Eastern Army Commander Lieutenant General Manoj Pande on Tuesday said that China has increased its military drills in areas across the Arunachal Pradesh sector, PTI reported. Pande added that India was ready to deal with any security challenges arising from the area.

“The annual training exercise that the PLA [China’s People’s Liberation Army] carries out has seen some increase in the level of activities in the depth areas,” Pande said. “Some of the reserve formations which the PLA mobilised continue to remain in their training areas that are in the operational depth areas.”

He added that India has increased surveillance along the Line of Actual Control.

“We have adequate forces that are available in each sector to deal with any contingency that may arise,” he said.

Pande said that the government has approved Integrated Battle Groups – combat formations that can be mobilised quickly in times of emergencies at borders with Pakistan and China. The battle groups comprise units of infantry, artillery, air defence, tanks and logistics.

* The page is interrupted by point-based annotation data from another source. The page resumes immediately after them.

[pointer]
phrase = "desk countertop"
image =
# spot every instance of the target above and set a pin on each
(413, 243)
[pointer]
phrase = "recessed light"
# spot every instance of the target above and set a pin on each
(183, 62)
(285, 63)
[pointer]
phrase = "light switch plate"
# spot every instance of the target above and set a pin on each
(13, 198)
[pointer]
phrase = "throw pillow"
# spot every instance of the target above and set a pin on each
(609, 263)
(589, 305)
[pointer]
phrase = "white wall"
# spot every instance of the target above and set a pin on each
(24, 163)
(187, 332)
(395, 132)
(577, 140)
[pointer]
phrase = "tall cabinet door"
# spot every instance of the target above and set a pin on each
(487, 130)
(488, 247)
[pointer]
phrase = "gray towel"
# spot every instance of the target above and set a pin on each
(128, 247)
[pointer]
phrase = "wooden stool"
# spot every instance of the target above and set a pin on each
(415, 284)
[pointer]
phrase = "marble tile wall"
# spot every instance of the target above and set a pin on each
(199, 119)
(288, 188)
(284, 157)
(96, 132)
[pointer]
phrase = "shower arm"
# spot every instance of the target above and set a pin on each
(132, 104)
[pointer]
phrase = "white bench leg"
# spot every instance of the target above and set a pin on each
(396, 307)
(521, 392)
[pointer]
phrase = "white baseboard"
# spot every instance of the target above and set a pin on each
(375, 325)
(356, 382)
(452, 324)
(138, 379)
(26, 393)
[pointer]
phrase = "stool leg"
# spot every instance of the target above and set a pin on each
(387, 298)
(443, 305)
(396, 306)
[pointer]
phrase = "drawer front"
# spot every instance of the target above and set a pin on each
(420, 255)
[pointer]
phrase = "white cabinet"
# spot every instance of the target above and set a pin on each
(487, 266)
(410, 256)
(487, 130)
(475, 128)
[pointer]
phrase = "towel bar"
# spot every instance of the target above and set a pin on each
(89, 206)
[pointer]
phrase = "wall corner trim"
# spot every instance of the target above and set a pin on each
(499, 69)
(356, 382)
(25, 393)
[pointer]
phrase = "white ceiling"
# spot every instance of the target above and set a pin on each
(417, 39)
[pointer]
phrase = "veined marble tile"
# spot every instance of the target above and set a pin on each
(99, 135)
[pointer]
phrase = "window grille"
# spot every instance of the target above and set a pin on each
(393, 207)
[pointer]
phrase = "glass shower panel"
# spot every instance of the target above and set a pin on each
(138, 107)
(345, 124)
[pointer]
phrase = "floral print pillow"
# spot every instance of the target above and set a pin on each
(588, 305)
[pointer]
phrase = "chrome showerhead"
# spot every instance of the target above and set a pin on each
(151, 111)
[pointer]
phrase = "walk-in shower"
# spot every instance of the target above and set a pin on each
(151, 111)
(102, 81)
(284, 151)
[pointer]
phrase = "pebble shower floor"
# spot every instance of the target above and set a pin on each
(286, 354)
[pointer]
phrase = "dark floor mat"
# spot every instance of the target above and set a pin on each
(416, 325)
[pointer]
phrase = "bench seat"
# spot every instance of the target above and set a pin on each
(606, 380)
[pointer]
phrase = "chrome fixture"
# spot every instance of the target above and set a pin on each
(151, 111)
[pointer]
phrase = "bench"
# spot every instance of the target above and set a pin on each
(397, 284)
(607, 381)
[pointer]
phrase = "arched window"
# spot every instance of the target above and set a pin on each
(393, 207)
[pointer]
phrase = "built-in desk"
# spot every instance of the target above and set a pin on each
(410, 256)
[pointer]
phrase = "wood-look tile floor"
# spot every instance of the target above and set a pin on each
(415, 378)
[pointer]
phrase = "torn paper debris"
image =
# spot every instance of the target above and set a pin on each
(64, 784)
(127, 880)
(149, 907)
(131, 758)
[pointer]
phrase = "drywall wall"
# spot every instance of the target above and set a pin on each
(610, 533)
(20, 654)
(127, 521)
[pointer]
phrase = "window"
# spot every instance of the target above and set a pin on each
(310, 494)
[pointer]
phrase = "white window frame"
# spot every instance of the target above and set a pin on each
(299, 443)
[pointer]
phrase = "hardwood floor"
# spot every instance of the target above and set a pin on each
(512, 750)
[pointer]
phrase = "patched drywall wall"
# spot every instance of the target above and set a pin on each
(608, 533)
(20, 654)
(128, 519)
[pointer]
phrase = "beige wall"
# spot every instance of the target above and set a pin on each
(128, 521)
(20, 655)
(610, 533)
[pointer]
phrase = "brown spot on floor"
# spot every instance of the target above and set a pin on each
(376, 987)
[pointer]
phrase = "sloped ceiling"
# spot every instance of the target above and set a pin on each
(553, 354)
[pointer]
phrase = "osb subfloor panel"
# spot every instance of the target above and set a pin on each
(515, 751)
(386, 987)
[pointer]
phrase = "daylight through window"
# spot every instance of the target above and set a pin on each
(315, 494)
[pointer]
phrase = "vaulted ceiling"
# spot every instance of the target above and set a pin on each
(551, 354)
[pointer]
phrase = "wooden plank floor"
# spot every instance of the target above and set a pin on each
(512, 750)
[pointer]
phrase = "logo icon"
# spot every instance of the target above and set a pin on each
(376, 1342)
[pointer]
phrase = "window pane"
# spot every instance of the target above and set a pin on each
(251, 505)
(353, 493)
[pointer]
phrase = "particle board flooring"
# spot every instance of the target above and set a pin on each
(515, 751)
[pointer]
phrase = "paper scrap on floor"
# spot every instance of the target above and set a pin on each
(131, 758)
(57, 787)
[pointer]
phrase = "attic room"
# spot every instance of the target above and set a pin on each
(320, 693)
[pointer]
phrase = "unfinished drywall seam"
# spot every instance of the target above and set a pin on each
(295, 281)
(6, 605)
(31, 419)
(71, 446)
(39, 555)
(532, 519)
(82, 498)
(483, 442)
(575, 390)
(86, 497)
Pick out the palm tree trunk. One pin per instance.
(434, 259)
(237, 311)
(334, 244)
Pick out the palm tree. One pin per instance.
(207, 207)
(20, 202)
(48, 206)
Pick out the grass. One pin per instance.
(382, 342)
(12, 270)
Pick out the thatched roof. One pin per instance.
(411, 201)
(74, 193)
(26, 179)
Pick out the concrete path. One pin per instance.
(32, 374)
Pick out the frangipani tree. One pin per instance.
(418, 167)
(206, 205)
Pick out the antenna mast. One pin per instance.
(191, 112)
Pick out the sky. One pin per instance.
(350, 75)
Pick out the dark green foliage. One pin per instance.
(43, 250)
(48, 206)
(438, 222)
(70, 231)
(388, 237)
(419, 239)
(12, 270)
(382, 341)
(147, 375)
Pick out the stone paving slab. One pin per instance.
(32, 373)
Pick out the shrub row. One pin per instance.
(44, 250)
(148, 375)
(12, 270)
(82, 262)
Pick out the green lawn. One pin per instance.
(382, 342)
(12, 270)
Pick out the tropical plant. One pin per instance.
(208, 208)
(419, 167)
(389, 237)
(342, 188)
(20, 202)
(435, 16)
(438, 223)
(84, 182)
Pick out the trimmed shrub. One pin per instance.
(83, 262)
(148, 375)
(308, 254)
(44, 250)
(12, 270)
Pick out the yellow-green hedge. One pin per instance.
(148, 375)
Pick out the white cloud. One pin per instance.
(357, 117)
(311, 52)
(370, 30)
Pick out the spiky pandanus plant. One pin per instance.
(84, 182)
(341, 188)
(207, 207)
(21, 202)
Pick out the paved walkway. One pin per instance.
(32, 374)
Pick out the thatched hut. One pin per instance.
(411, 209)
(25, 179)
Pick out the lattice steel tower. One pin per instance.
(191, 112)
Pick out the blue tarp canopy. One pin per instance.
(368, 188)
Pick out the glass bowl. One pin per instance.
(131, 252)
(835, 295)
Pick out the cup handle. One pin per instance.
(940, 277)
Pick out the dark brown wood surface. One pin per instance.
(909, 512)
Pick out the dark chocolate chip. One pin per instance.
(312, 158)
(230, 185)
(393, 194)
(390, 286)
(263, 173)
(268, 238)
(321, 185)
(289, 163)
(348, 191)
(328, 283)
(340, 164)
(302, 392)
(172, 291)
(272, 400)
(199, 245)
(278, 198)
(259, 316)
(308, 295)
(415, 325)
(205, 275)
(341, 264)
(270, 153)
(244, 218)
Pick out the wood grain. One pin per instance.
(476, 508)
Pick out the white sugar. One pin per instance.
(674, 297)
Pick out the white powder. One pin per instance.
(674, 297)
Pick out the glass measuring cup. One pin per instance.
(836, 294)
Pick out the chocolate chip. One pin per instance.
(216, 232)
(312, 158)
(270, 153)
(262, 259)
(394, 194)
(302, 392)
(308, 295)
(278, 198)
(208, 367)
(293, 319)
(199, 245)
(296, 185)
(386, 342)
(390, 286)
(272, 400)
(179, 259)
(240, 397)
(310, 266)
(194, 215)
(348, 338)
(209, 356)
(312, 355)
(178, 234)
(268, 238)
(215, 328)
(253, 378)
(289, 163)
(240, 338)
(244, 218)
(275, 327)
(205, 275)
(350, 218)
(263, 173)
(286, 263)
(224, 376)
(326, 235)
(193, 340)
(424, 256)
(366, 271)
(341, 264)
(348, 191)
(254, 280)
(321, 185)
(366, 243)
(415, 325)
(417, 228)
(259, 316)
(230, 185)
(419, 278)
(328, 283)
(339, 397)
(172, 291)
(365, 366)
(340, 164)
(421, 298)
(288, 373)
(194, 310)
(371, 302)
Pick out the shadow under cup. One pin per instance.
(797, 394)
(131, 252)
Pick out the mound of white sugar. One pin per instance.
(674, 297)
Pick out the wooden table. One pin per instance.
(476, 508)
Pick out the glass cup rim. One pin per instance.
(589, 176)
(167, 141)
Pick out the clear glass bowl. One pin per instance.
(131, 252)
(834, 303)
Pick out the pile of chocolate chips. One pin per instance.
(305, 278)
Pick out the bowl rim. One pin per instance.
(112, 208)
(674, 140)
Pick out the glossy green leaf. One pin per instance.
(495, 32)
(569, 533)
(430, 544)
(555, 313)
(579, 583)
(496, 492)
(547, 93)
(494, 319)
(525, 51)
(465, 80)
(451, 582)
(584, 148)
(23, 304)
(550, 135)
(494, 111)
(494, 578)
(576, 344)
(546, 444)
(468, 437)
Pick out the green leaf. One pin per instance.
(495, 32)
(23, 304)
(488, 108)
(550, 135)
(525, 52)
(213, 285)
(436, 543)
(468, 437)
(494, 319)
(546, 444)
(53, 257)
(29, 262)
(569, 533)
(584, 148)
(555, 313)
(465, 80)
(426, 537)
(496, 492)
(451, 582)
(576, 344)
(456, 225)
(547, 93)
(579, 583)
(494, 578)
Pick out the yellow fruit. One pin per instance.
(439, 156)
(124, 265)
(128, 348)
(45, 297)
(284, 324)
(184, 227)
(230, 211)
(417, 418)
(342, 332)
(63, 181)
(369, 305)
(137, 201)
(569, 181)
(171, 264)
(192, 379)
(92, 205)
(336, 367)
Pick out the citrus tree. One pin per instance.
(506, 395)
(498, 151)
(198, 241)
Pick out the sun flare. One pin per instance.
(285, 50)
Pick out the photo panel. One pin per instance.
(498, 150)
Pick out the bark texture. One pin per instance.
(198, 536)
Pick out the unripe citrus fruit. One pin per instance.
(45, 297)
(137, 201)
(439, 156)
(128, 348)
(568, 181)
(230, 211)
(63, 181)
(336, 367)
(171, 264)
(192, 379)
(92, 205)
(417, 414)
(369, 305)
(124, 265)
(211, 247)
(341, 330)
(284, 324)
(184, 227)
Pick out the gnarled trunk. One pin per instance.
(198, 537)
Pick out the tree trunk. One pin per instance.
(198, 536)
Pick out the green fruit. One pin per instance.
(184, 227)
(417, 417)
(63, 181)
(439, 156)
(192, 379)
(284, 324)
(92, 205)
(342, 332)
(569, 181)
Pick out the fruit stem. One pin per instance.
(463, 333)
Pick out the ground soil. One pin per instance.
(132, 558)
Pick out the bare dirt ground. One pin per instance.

The Army officer said that India has been abiding by the mutually agreed protocol with China on troop deployment and infrastructure building along the Line of Actual Control, PTI reported.

“In terms of our larger guidance, strategic guidance in terms of dealing with situations on the LAC is to respect the mutually agreed protocols and agreements, and that has been our effort, notwithstanding what has been the action or response from the other side,” Pande said on Tuesday.

However, he said that building of infrastructure along the Line of Actual Control by India and China has created certain issues at times.

In December, India had criticised China for “unilaterally” changing troop deployment in the Ladakh region.

Pande said that the government may review the Line of Actual Control protocols on a strategic level in the future.

Earlier this month, the 13th round of military talks between India and China failed to resolve the standoff between the two countries in eastern Ladakh.

After several rounds of talks, India and China had disengaged from Pangong Tso Lake in eastern Ladakh in February. After the commander level talks on July 31, the two countries also agreed to disengage from Gogra.

The two countries have been locked in a border standoff since their troops clashed in Galwan Valley in eastern Ladakh in June last year. Twenty Indian soldiers were killed in the clash. China put the number of casualties on its side at four.